According to the manual, you should be fine:

MySQL interprets length specifications in character column definitions in character units. (Before MySQL 4.1, column lengths were interpreted in bytes.) This applies to CHAR, VARCHAR, and the TEXT types.

Do you happen to be using a pre-4.1 version of mySQL?

Pekka
Oh, interesting. One of us is wrong. I’d be amazed to learn MySQL uses characters here. Looking into it.
Scytale
@Scytale your explanation indeed makes more sense, and I too would have assumed it uses bytes. The change to characters may have to do with the fact that `VARCHAR()` fields can exceed 255 bytes since 4.1
Pekka
Wow. Sorry I did not believe you. Indeed it’s characters for MySQL ≥ 4.1. I’ll delete my wrong answer. (For the record: The storage calculation to achieve character limits is as follows: M × w bytes, 0 <= M <= 255, where w is the number of bytes required for the maximum-length character in the character set.)
Scytale
@Scytale thanks for the confirmation and the info!
Pekka
strange because my UTF-8 strings seems to be being truncated at 255 bytes not characters. Using MySQL 5.1 on ubuntu, standard install from apt.
bradgonesurfing
@brad that's strange. You're sure they don't get cut off because of broken character input (like ISO-8859-1 characters getting fed into a UTF-8 field)?
Pekka
See the edit I made above of a sample UTF-8 update on the table.
bradgonesurfing
@Scytale: For UTF-8, *w* = 4, so does a `VARCHAR(255)` then consume 1020 bytes?
Philipp
I made another edit showing the output from show full columns from channel and it is ineed VARCHAR(255) UTF8
bradgonesurfing
I even put the full update SQL text in a file and ran "file -i /tmp/foo.sql" and it told me the file was utf-8
bradgonesurfing
@brad really strange. Does it behave differently if you change the type to `TEXT`?
Pekka
Hammerite found the problem was that my connection was latin1 encoded. But thanks to everybody here for pitching in.
bradgonesurfing
+2  A: 

This is a stab in the dark, but are you using UTF-8 as the connection and client character sets? Issue SHOW VARIABLES LIKE 'character_set%' and see whether it tells you UTF-8 or latin-1.
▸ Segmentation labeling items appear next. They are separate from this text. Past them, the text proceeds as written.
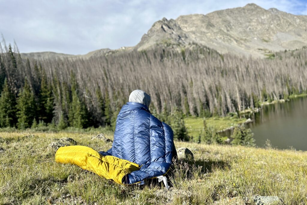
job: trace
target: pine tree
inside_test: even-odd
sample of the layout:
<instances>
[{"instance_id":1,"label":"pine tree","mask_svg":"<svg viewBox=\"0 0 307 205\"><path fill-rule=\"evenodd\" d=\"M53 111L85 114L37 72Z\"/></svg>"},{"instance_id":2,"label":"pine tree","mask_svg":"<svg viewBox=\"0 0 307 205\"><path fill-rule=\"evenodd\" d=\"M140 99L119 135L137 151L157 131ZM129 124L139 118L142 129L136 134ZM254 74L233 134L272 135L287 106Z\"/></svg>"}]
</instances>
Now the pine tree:
<instances>
[{"instance_id":1,"label":"pine tree","mask_svg":"<svg viewBox=\"0 0 307 205\"><path fill-rule=\"evenodd\" d=\"M17 100L17 126L19 129L31 126L35 117L36 106L33 92L31 90L26 79Z\"/></svg>"},{"instance_id":2,"label":"pine tree","mask_svg":"<svg viewBox=\"0 0 307 205\"><path fill-rule=\"evenodd\" d=\"M113 131L115 131L115 126L116 125L116 120L117 119L117 116L118 115L120 111L120 109L118 108L116 111L113 112L112 117L111 118L111 127L112 128L112 130Z\"/></svg>"},{"instance_id":3,"label":"pine tree","mask_svg":"<svg viewBox=\"0 0 307 205\"><path fill-rule=\"evenodd\" d=\"M6 78L0 98L0 126L14 126L16 116L16 101Z\"/></svg>"},{"instance_id":4,"label":"pine tree","mask_svg":"<svg viewBox=\"0 0 307 205\"><path fill-rule=\"evenodd\" d=\"M169 112L167 109L167 107L166 106L166 104L165 103L163 104L163 110L162 112L160 114L160 119L161 121L164 122L165 123L169 124Z\"/></svg>"},{"instance_id":5,"label":"pine tree","mask_svg":"<svg viewBox=\"0 0 307 205\"><path fill-rule=\"evenodd\" d=\"M31 128L34 129L37 127L37 122L35 118L33 119L33 122L32 123L32 125L31 125Z\"/></svg>"},{"instance_id":6,"label":"pine tree","mask_svg":"<svg viewBox=\"0 0 307 205\"><path fill-rule=\"evenodd\" d=\"M9 54L11 58L11 60L12 61L12 64L13 65L13 67L14 68L17 68L17 64L16 61L16 58L15 58L15 56L14 55L14 53L12 50L12 46L11 46L10 44L9 45Z\"/></svg>"},{"instance_id":7,"label":"pine tree","mask_svg":"<svg viewBox=\"0 0 307 205\"><path fill-rule=\"evenodd\" d=\"M78 85L75 74L72 72L71 75L72 102L68 112L70 126L77 128L84 127L87 122L87 112L84 101L81 101L78 92Z\"/></svg>"},{"instance_id":8,"label":"pine tree","mask_svg":"<svg viewBox=\"0 0 307 205\"><path fill-rule=\"evenodd\" d=\"M188 98L186 96L185 97L185 116L187 117L190 116L190 106L188 101Z\"/></svg>"},{"instance_id":9,"label":"pine tree","mask_svg":"<svg viewBox=\"0 0 307 205\"><path fill-rule=\"evenodd\" d=\"M254 147L255 144L253 136L254 133L250 129L246 128L244 125L238 126L235 128L233 133L231 136L233 139L231 144Z\"/></svg>"},{"instance_id":10,"label":"pine tree","mask_svg":"<svg viewBox=\"0 0 307 205\"><path fill-rule=\"evenodd\" d=\"M170 125L174 132L174 138L182 141L188 141L189 137L185 125L182 114L177 107L174 108L171 117Z\"/></svg>"},{"instance_id":11,"label":"pine tree","mask_svg":"<svg viewBox=\"0 0 307 205\"><path fill-rule=\"evenodd\" d=\"M111 102L109 96L109 93L107 90L106 90L105 97L104 116L105 116L105 122L107 125L111 125L111 119L112 117L112 113L111 109Z\"/></svg>"},{"instance_id":12,"label":"pine tree","mask_svg":"<svg viewBox=\"0 0 307 205\"><path fill-rule=\"evenodd\" d=\"M53 117L53 101L51 85L47 81L44 70L42 72L39 102L39 119L46 123L51 122Z\"/></svg>"},{"instance_id":13,"label":"pine tree","mask_svg":"<svg viewBox=\"0 0 307 205\"><path fill-rule=\"evenodd\" d=\"M62 113L59 120L59 122L57 124L57 128L59 130L64 129L67 127L67 123L64 117L63 113Z\"/></svg>"},{"instance_id":14,"label":"pine tree","mask_svg":"<svg viewBox=\"0 0 307 205\"><path fill-rule=\"evenodd\" d=\"M70 113L71 125L77 128L84 128L87 122L86 110L84 103L80 101L76 92L72 93Z\"/></svg>"},{"instance_id":15,"label":"pine tree","mask_svg":"<svg viewBox=\"0 0 307 205\"><path fill-rule=\"evenodd\" d=\"M2 91L3 89L5 78L5 68L0 55L0 91Z\"/></svg>"}]
</instances>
Perhaps if you are using the wrong connection/client character sets, the UTF-8 bytes are reinterpreted as single-byte characters and stored that way in the database.

Hammerite
I've updated the question with the output from what you asked. Does this help?
bradgonesurfing
Your connection character set and client character set are both `latin1`. Try the following: issue `SET NAMES 'utf8'` and then reattempt the insert statement that didn't work. If it works then the problem is the connection and client character sets.
Hammerite
set NAMES 'utf8' indeed solved the problem. What exactly did that do?
bradgonesurfing
It means that MySQL presumes that when you communicate with it, your strings are encoded in UTF-8 rather than Latin-1. That means that all of your UTF-8 encoded strings arrive safely, instead of being reinterpreted as Latin-1 strings. I think what was happening here is that your UTF-8 string was being interpreted as a series of characters - one character per byte. Hence 255 "characters" (bytes) corresponding to the first 255 bytes of the string were stored.
Hammerite
Super explanation. Can this go in the connection string rather than as an extra SQL command?
bradgonesurfing
CharSet=UTF8 I answer my own question.
bradgonesurfing
If you have `SUPER` privileges, you can change the default character sets for new connections by issuing `SET GLOBAL character_set_client = 'utf8'; SET GLOBAL character_set_results = 'utf8'; SET GLOBAL character_set_connection = 'utf8';`
Hammerite
+1 for great explanation.
Pekka